O que intitula o novo livro de Caio Meira é uma deformação de uma frase de Rimbaud. Em 9 de novembro de 1891, dois dias antes de sua morte, delirando, ele dita uma mensagem para sua irmã endereçá-la ao diretor dos transportes marítimos, pedindo-lhe trabalho. Dizendo-o impotente e infeliz, a carta comunica que ele já não pode encontrar absolutamente nenhum tipo de serviço, fato que o primeiro cão na rua confirmará. Em Rimbaud, Caio Meira encontra o cão que poderia confirmar o óbvio, o estado moribundo do poeta. O que diria, entretanto, o cachorro de Caio Meira? No poema entre-fôlegos de um basqueteiro solitário, com alguns poucos latidos, o cachorro poderia responder a pergunta que interessaria apenas ao tablóide inglês: qual o sentido da vida? Diferente do do cão, o trabalho do poeta não é dizer o sentido da vida, mas flagrar o não-lugar de eclosão de todo e qualquer sentido, a encruzilhada de um sentido com o não-sentido, de uma individuação com o ponto de indiferença. Desta maneira, o cachorro de Caio Meira, devorando o cão de Rimbaud, se transforma no perro poético por excelência, aquele que, ao invés de dizer o sentido da vida, consegue uma imediação com vida na imediaticidade da encruzilhada de seu não-sentido com todo e qualquer sentido possível de a ela ser outorgado, na imediaticidade da encruzilhada da não-individuação com toda e qualquer individuação passível de vir a existir, levando um Rimbaud agonizante a um outro e outros, em constantes nascimentos.

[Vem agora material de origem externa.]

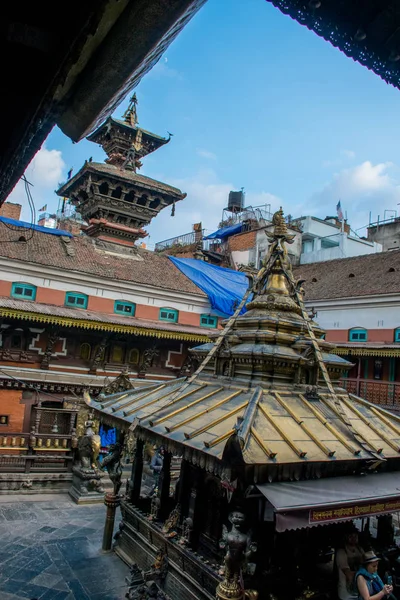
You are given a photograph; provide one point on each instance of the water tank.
(236, 201)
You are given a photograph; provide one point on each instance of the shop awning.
(308, 503)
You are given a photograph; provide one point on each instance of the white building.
(326, 240)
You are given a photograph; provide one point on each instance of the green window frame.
(358, 335)
(122, 307)
(23, 291)
(168, 314)
(76, 300)
(208, 321)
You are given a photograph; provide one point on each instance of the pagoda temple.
(114, 200)
(270, 446)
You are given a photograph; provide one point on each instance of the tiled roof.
(82, 255)
(75, 317)
(152, 184)
(372, 274)
(242, 241)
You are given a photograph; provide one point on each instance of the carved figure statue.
(187, 528)
(239, 547)
(172, 522)
(277, 256)
(148, 357)
(112, 463)
(159, 568)
(89, 448)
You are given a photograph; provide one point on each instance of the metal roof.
(279, 426)
(86, 319)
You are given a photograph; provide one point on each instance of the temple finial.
(130, 115)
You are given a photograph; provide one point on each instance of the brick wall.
(11, 210)
(10, 404)
(242, 241)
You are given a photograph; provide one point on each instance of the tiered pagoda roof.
(368, 31)
(115, 201)
(259, 399)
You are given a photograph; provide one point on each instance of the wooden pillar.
(182, 499)
(136, 474)
(358, 376)
(163, 486)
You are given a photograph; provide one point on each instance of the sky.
(253, 100)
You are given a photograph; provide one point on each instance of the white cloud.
(161, 69)
(350, 154)
(44, 173)
(206, 154)
(361, 189)
(344, 157)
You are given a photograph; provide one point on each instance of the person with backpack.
(370, 586)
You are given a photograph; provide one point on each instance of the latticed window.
(76, 300)
(124, 308)
(358, 335)
(85, 351)
(168, 314)
(208, 321)
(134, 356)
(25, 291)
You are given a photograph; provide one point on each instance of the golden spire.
(276, 271)
(130, 115)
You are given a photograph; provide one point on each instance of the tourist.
(348, 560)
(370, 586)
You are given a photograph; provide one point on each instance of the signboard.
(353, 511)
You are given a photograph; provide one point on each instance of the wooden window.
(358, 335)
(124, 308)
(76, 300)
(85, 351)
(117, 354)
(16, 341)
(24, 291)
(134, 356)
(168, 314)
(208, 321)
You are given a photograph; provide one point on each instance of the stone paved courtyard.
(50, 549)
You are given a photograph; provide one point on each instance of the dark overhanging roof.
(368, 31)
(74, 70)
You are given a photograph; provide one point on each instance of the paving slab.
(51, 550)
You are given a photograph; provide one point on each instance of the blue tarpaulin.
(35, 227)
(225, 232)
(225, 288)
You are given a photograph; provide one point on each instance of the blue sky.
(254, 100)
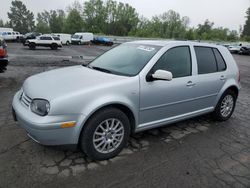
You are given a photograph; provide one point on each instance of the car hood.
(65, 81)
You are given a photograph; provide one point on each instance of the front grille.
(25, 100)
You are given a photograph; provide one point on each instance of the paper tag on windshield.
(146, 48)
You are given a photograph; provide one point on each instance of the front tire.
(225, 106)
(105, 134)
(54, 46)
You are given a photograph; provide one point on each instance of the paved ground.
(194, 153)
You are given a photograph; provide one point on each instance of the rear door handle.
(190, 84)
(222, 78)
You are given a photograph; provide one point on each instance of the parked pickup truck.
(3, 55)
(53, 42)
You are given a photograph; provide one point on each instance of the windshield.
(76, 36)
(126, 59)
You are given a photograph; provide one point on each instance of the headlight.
(40, 107)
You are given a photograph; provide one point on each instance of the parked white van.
(82, 38)
(65, 38)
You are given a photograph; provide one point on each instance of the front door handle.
(190, 84)
(222, 77)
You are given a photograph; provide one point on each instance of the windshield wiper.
(99, 69)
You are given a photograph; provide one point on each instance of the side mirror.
(162, 75)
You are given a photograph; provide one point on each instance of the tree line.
(115, 18)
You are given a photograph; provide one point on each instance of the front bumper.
(46, 130)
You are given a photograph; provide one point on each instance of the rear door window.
(177, 60)
(205, 60)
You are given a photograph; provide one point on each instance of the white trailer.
(82, 38)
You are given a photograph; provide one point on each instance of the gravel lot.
(193, 153)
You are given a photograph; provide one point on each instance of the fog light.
(68, 124)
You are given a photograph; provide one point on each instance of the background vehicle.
(245, 50)
(234, 49)
(82, 38)
(11, 36)
(102, 40)
(3, 55)
(53, 42)
(65, 38)
(134, 87)
(28, 36)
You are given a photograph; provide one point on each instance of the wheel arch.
(230, 85)
(124, 108)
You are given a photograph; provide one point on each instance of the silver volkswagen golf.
(133, 87)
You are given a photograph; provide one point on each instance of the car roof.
(168, 42)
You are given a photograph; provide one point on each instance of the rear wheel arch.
(234, 89)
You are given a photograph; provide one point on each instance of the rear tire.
(105, 134)
(225, 107)
(32, 46)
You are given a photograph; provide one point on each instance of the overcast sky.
(226, 13)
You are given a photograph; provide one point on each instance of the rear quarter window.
(206, 61)
(220, 60)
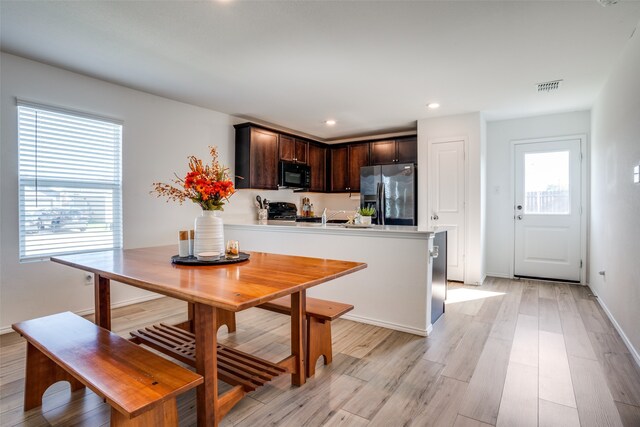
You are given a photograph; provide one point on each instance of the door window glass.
(546, 183)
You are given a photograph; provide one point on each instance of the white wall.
(470, 127)
(615, 199)
(499, 186)
(158, 136)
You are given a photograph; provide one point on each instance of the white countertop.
(310, 227)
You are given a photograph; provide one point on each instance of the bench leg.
(163, 415)
(41, 372)
(318, 343)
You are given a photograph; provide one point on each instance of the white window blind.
(70, 195)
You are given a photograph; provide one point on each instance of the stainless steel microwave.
(294, 175)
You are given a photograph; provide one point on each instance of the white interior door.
(446, 200)
(548, 210)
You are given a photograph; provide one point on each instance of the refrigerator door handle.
(382, 203)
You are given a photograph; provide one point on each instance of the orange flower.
(207, 185)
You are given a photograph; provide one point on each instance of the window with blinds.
(70, 195)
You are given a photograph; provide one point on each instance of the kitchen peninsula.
(395, 290)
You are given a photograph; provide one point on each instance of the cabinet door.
(264, 159)
(383, 152)
(300, 151)
(339, 169)
(287, 148)
(358, 157)
(317, 163)
(407, 150)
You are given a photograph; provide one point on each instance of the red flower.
(207, 185)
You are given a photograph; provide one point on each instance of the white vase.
(209, 233)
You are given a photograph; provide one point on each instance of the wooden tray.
(191, 260)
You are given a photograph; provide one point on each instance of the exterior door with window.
(547, 211)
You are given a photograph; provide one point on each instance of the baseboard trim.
(632, 350)
(499, 275)
(131, 301)
(389, 325)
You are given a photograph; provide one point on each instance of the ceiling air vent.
(549, 86)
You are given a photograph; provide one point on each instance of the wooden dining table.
(211, 289)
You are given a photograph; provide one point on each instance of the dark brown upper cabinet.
(339, 161)
(256, 157)
(293, 149)
(407, 149)
(334, 168)
(403, 150)
(346, 162)
(318, 164)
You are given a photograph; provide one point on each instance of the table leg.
(298, 304)
(102, 301)
(190, 310)
(206, 364)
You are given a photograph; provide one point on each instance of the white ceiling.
(372, 66)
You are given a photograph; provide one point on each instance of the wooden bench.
(140, 386)
(319, 312)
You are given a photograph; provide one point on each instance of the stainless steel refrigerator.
(391, 190)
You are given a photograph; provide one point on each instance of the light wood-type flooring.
(509, 353)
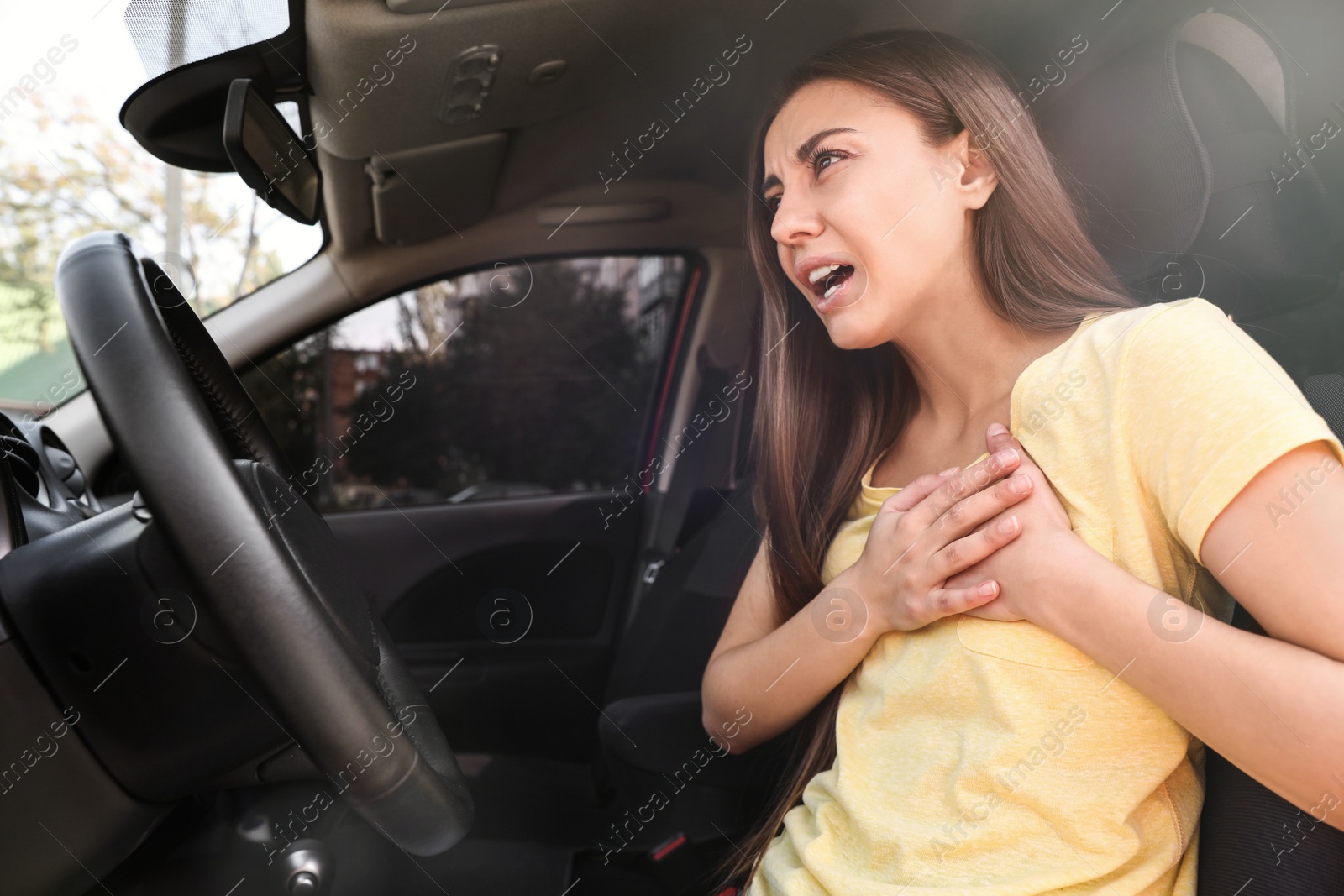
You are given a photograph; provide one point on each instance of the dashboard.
(45, 490)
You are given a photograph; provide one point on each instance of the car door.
(472, 443)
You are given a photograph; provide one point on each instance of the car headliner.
(627, 60)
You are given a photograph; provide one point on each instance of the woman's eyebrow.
(811, 143)
(804, 152)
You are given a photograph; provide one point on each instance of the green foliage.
(548, 392)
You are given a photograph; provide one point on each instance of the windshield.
(71, 170)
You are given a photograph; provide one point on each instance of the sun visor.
(433, 191)
(1184, 155)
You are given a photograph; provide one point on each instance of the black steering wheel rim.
(181, 418)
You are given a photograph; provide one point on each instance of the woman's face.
(870, 222)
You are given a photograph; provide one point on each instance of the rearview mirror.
(268, 155)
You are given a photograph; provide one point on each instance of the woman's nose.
(795, 221)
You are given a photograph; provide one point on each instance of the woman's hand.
(927, 533)
(1025, 564)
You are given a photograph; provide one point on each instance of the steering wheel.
(210, 473)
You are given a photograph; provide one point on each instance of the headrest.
(1183, 150)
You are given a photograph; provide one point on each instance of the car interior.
(242, 564)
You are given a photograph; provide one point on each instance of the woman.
(1001, 688)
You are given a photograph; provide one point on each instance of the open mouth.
(830, 280)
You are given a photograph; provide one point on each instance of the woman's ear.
(978, 177)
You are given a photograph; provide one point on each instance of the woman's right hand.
(925, 535)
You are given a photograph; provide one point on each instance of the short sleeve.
(1206, 409)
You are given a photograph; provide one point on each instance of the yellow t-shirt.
(994, 758)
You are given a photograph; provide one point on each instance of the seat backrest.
(1195, 184)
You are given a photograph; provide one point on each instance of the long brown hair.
(826, 414)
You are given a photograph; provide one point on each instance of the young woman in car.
(1005, 691)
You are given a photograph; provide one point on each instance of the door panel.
(504, 611)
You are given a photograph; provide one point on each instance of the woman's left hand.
(1025, 566)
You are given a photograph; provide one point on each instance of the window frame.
(671, 364)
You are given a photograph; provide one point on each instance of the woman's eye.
(824, 160)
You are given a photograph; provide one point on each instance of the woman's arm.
(776, 669)
(1270, 705)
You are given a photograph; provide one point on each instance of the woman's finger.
(945, 602)
(916, 492)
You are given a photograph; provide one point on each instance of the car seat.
(1195, 184)
(1184, 157)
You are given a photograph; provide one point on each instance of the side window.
(512, 380)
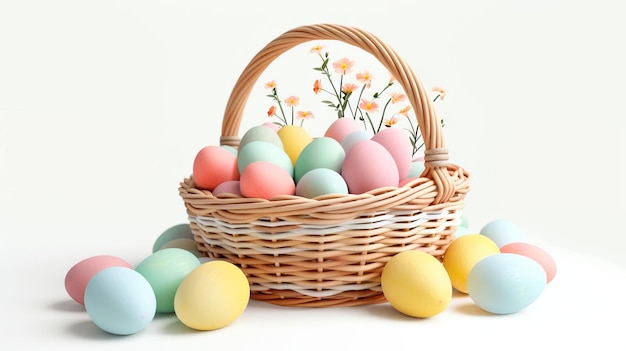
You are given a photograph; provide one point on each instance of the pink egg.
(230, 187)
(367, 166)
(342, 127)
(214, 165)
(263, 179)
(534, 252)
(397, 142)
(79, 275)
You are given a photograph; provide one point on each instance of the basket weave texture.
(331, 250)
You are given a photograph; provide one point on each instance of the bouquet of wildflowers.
(350, 96)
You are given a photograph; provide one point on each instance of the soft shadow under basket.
(330, 251)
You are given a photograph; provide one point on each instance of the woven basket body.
(331, 250)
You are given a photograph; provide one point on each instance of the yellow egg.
(212, 296)
(463, 253)
(416, 284)
(294, 139)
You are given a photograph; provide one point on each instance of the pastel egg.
(320, 153)
(79, 274)
(536, 253)
(355, 136)
(120, 301)
(503, 232)
(265, 180)
(259, 150)
(505, 283)
(294, 138)
(214, 165)
(212, 296)
(165, 270)
(396, 141)
(260, 133)
(463, 253)
(416, 284)
(321, 181)
(178, 231)
(367, 166)
(341, 127)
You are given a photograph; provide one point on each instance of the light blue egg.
(503, 232)
(179, 231)
(120, 301)
(165, 270)
(259, 150)
(505, 283)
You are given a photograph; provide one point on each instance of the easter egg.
(341, 127)
(259, 150)
(178, 231)
(214, 165)
(260, 133)
(354, 137)
(321, 181)
(212, 296)
(266, 180)
(536, 253)
(294, 139)
(503, 232)
(399, 146)
(320, 153)
(463, 253)
(79, 274)
(416, 284)
(120, 301)
(367, 166)
(505, 283)
(165, 270)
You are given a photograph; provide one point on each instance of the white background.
(103, 105)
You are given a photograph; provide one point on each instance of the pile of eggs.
(272, 161)
(496, 267)
(121, 299)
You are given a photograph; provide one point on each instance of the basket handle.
(435, 154)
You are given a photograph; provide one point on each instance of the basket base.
(294, 299)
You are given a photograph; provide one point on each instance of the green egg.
(322, 152)
(175, 232)
(165, 270)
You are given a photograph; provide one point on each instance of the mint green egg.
(259, 150)
(179, 231)
(322, 152)
(165, 270)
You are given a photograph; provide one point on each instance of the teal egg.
(260, 133)
(165, 270)
(259, 150)
(321, 181)
(179, 231)
(120, 301)
(503, 232)
(505, 283)
(324, 152)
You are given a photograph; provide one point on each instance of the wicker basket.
(329, 251)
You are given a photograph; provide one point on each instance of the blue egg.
(503, 232)
(120, 301)
(505, 283)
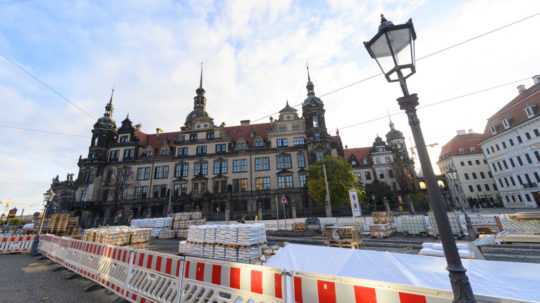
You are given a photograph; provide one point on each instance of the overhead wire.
(420, 58)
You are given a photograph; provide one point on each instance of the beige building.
(470, 181)
(225, 171)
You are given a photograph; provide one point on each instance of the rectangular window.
(240, 185)
(262, 183)
(113, 155)
(201, 150)
(239, 166)
(161, 172)
(284, 161)
(262, 163)
(220, 167)
(200, 168)
(368, 175)
(302, 180)
(143, 173)
(123, 138)
(285, 181)
(141, 192)
(181, 169)
(529, 160)
(221, 148)
(259, 142)
(301, 160)
(129, 154)
(182, 151)
(282, 142)
(298, 141)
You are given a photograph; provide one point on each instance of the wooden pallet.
(344, 244)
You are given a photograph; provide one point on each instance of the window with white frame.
(285, 181)
(284, 161)
(298, 141)
(239, 165)
(181, 169)
(143, 173)
(530, 111)
(506, 123)
(161, 172)
(262, 163)
(282, 142)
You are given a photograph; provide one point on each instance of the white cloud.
(254, 53)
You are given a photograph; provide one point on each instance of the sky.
(254, 55)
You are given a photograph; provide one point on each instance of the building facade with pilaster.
(227, 172)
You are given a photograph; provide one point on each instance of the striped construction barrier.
(144, 276)
(16, 244)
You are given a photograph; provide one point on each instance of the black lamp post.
(393, 49)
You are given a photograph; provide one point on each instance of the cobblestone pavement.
(26, 279)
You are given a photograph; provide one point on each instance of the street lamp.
(393, 49)
(454, 176)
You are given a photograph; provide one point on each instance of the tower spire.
(310, 86)
(109, 106)
(200, 80)
(200, 91)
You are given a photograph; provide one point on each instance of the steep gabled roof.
(359, 153)
(514, 111)
(465, 144)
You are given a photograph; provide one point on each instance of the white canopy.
(509, 280)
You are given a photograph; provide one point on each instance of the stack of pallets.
(182, 222)
(235, 242)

Sendo um livro de constantes nascimentos, o de Caio Meira é um hino a favor das forças afirmativas de vida, que não temem nem mesmo as doenças que, à vida, insistem atribuir. Se tudo o que faz mal à vida cabe na poesia, é para que, digerido, fortifique-se em uma nova saúde. Na poesia vitalista de Coisas que o primeiro cachorro na rua pode dizer, essa nova saúde é conquistada por uma poética da mistura: “se decidirem que a vida faz mal à vida e o mundo estiver por um fio, pelo menos deixem-me perpetuar o segredo de algumas misturas”. Assim, a poética do entre é também uma poética das misturas, uma poética da permeabilidade. Misturas que nos deixam indiscerníveis de tudo o que há. Misturas que, através de seus segredos, nos entrelaçam à multiplicidade do que existe criando um acontecimento unívoco na imanência poética de vida. Eis uma poética da mistura, ou da permeabilidade, como mostra um dos poemas mais importantes dos últimos tempos, intitulado close to the bone, seguindo a bela expressão de Henry David Thoureau, que poderia ser traduzida por algo como à beira dos ossos: “acordo e durmo debaixo da pele, sobre a crosta da terra, com camadas de cidade enterradas// movimento películas e superfícies entre outras películas e superfícies quando saio à rua, ou quando me encosto no parapeito desta janela que se despede da noite// acordo e durmo entre membranas impalpáveis, com enzimas, autoregulações e imponderáveis combustões// metabolizo rostos e teorias em meio à confusão de lembranças despropositadas, entre secreções sebáceas, tubos, alvéolos e histórias acumuladas// por vezes sinto esse torvelinho dentro da barriga, e não sei se é fome ou lembrança de fome, ou se são movimentos espontâneos da voracidade do vazio// nem sei que tipo de limite representa a pele, se me separa da madrugada ou me une a ela// se o frio que sinto nesse vidro me pertence ou sou eu que pertenço ao frio ou ao vidro, ou se esse ponto que tudo se entrelaça surge apenas para desaparecer// sei apenas que sou permeável a esta manhã que desaba seus vermelhos por prédios e morros, por muros e árvores”.

Não tenho dúvidas de que, ao lado de A cidade e os livros, de Antonio Cicero, e Da amizade, de Francisco Bosco, Coisas que o primeiro cachorro da rua pode dizer testemunha que a poesia brasileira dos últimos tempos passa por um grande momento, um pico entre as melhores do mundo.

Coisas que o primeiro cachorro na rua pode dizer
Caio Meira
Azougue Editorial
64 págs.
Alberto Pucheu

Publica livros de poemas e ensaios. Em poesia, A fronteira desguarnecida: poesia reunida 1993-2007, mais cotidiano que o cotidiano, Para quê poetas em tempos de terrorismos? e vidas rasteiras. Organizou a Cult antologia poética, nº 1. Tem feito filmes com poetas e a série Autobiografias poético-políticas. Organizou Não pararei de gritar, de Carlos de Assumpção.